宮崎 いま僕は、正確に言うと63.2キロです。僕は50年前にアニメーターになったとき57キロでした。それが60キロを超えたのは結婚したせいなんですけど、つまり三度三度めしを食うようになってからです。そのころの自分の写真をみると「醜い豚のようだ」と思ってつらいんです。

 映画を作っていくために体調を整える必要がありますから、外食をやめました。朝ご飯はしっかり食べて、昼ご飯は家内の作った弁当を持ってきて食べて、夜はうちへ帰ってから食べますけど、ご飯は食べないでおかずだけ食べるようにしました。別にそれできつくないことが分かったんです。そしたらこういう体重になったんです。これは女房の協力のおかげなのか陰謀なのか分かりませんけど、これでいいんだと思ってるんです。

 僕は最後57キロになって死ねるといいなと思っているんです。スタートの体重になって死ねりゃあいいと思ってます。健康はいろいろ問題があります。問題がありますけれど、とても心配してくださる方々がいて、よってたかって何かやらされますので、しょうがないからそれに従ってやってこうと思ってますから、何とかなるんじゃないかと思います。いいですか? それで。

――今は健康ということですね。

宮崎 映画を1本作るりますとよれよれになります。どんどん歩くとだいたい体調が調ってくるんですけど、この夏はものすごく暑くて。上高地行っても暑かったんですよ。僕は呪われていると思ったんですけど。まだ歩き方が足りないんです。
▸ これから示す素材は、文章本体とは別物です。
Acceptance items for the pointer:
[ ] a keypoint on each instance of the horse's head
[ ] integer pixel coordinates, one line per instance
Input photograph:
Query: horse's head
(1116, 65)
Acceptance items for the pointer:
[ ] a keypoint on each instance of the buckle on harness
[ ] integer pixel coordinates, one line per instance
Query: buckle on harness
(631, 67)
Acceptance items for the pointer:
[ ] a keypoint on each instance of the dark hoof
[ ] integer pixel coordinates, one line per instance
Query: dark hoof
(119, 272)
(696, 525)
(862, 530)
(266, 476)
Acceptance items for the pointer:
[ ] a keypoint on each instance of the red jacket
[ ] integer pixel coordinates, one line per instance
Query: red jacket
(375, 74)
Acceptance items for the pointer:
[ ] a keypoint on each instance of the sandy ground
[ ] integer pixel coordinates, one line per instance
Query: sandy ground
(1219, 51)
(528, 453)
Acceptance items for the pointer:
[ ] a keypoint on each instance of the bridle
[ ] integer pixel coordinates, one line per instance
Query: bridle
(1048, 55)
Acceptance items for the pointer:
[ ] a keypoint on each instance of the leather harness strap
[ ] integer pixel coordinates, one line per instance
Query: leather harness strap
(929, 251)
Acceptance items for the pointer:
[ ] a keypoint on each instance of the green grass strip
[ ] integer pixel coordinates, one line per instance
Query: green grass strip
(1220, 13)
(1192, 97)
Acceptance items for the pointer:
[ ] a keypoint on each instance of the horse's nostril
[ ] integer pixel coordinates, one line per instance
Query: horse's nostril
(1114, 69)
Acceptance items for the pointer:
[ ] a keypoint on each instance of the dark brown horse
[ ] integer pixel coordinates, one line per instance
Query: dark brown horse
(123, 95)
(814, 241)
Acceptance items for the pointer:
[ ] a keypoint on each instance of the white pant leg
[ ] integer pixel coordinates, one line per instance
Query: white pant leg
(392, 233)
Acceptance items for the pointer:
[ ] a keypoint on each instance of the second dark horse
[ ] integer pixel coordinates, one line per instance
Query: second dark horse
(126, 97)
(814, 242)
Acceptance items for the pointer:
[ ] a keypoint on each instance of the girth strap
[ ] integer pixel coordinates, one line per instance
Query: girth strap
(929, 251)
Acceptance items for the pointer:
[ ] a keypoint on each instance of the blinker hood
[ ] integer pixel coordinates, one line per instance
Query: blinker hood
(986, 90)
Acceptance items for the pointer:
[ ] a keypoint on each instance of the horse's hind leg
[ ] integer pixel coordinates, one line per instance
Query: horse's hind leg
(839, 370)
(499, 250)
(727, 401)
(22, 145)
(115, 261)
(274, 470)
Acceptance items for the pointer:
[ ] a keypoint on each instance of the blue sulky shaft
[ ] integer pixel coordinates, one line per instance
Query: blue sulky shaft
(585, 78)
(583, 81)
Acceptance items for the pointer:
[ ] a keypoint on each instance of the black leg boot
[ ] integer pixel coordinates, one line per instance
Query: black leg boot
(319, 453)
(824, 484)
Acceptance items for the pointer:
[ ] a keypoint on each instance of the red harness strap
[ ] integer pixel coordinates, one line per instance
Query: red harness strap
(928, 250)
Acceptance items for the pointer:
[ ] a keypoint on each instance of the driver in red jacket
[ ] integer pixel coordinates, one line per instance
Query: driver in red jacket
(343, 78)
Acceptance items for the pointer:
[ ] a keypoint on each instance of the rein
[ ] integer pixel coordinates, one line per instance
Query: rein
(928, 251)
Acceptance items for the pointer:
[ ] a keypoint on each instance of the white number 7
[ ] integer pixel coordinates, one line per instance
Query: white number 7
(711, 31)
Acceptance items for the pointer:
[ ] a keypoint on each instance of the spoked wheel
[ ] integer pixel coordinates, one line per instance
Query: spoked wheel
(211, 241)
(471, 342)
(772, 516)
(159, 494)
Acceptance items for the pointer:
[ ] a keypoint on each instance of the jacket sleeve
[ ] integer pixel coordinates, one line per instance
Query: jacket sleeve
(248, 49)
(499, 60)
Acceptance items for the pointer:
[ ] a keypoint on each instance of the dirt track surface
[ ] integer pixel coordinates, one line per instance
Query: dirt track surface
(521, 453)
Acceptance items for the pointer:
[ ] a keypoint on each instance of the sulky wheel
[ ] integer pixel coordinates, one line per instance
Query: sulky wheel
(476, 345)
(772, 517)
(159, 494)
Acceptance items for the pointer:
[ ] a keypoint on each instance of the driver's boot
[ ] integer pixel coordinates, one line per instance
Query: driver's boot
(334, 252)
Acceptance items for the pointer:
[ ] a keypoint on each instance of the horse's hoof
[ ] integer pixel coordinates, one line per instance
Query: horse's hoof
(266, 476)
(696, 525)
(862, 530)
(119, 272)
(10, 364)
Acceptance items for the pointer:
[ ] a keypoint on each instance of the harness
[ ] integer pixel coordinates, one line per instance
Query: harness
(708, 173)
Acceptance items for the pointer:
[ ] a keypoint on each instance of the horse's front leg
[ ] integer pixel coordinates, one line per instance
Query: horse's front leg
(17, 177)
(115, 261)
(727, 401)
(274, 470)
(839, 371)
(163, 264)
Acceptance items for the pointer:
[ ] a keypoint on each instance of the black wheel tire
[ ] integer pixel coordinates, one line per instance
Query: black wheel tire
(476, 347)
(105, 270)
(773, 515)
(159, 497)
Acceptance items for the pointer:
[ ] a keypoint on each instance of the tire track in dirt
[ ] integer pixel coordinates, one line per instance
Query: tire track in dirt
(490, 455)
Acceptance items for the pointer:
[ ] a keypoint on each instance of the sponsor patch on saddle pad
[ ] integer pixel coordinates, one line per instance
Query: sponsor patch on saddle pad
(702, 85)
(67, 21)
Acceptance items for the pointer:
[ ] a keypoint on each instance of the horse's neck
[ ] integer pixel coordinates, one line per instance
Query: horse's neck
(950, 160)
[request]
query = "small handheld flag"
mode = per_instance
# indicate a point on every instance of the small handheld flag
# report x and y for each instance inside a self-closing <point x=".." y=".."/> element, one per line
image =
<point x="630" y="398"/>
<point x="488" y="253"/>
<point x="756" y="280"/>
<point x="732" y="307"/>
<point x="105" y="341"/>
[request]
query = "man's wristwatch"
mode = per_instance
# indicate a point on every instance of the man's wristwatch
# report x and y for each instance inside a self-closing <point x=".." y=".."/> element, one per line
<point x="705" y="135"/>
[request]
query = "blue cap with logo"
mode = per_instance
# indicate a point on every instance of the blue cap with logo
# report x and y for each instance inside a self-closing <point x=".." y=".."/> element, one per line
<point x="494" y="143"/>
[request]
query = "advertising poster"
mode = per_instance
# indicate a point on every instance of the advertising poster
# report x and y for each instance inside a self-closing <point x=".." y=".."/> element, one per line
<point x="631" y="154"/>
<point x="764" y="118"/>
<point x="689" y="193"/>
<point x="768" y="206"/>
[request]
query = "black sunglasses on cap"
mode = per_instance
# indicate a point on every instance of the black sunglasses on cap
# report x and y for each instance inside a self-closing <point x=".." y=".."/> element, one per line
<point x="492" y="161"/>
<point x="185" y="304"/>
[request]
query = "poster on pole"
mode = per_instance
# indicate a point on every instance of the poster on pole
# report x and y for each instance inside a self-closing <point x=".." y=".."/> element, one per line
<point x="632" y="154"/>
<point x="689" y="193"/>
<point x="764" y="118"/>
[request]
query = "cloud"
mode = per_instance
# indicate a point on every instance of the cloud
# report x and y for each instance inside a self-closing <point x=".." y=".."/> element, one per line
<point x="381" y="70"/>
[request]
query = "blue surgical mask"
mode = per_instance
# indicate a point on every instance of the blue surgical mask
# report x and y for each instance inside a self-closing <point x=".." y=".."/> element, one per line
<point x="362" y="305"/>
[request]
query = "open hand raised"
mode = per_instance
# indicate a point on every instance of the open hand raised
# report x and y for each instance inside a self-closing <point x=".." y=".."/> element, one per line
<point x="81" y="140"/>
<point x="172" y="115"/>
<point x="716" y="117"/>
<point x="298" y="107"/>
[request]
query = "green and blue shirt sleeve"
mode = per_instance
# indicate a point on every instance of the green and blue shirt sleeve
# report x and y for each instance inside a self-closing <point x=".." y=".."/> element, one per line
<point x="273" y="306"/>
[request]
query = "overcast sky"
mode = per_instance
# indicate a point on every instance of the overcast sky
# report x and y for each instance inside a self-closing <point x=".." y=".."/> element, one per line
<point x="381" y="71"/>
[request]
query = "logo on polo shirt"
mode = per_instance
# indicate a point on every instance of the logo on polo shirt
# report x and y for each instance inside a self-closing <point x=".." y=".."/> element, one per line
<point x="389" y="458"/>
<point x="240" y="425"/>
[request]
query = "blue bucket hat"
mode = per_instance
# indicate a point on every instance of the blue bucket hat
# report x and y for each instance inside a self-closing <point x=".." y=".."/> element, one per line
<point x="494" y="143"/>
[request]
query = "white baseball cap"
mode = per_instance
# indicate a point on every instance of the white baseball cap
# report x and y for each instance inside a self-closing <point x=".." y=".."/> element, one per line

もう少し歩けばもっと健康になると思いますが。

憲法について語ったのは、鈴木プロデューサーを暴漢から守るため?

――監督はご自身のことを「町工場のオヤジ」とおっしゃっていましたが、あえてこの夏「熱風」で憲法について発信された理由は。

画像

宮崎 熱風から取材を受けまして、僕は自分の思っていることを率直にしゃべりました。もう少しちゃんと考えてきちんとしゃべればよかったんですけど、「あーもう、ダメだよ」とかそういう話しかしなかったもんですから、ああいう記事になりました。別に訂正する気も何もありません。

 じゃあそれを発信し続けるかといわれても、僕はさっきも言いましたように文化人ではありませんので、その範囲でとどめていようと思います。

――熱風の取材でしゃべろうと思ったのはなぜですか

 それはですね、鈴木プロデューサーがですね、中日新聞で憲法について語ったんですよ。そしたら鈴木さんのところにネットで脅迫が届くようになった。それを聞いて、鈴木さんに、冗談でしょうけど「電車に乗るとやばいですよ、ブスッとやられるかもしれない」というふうな話があって。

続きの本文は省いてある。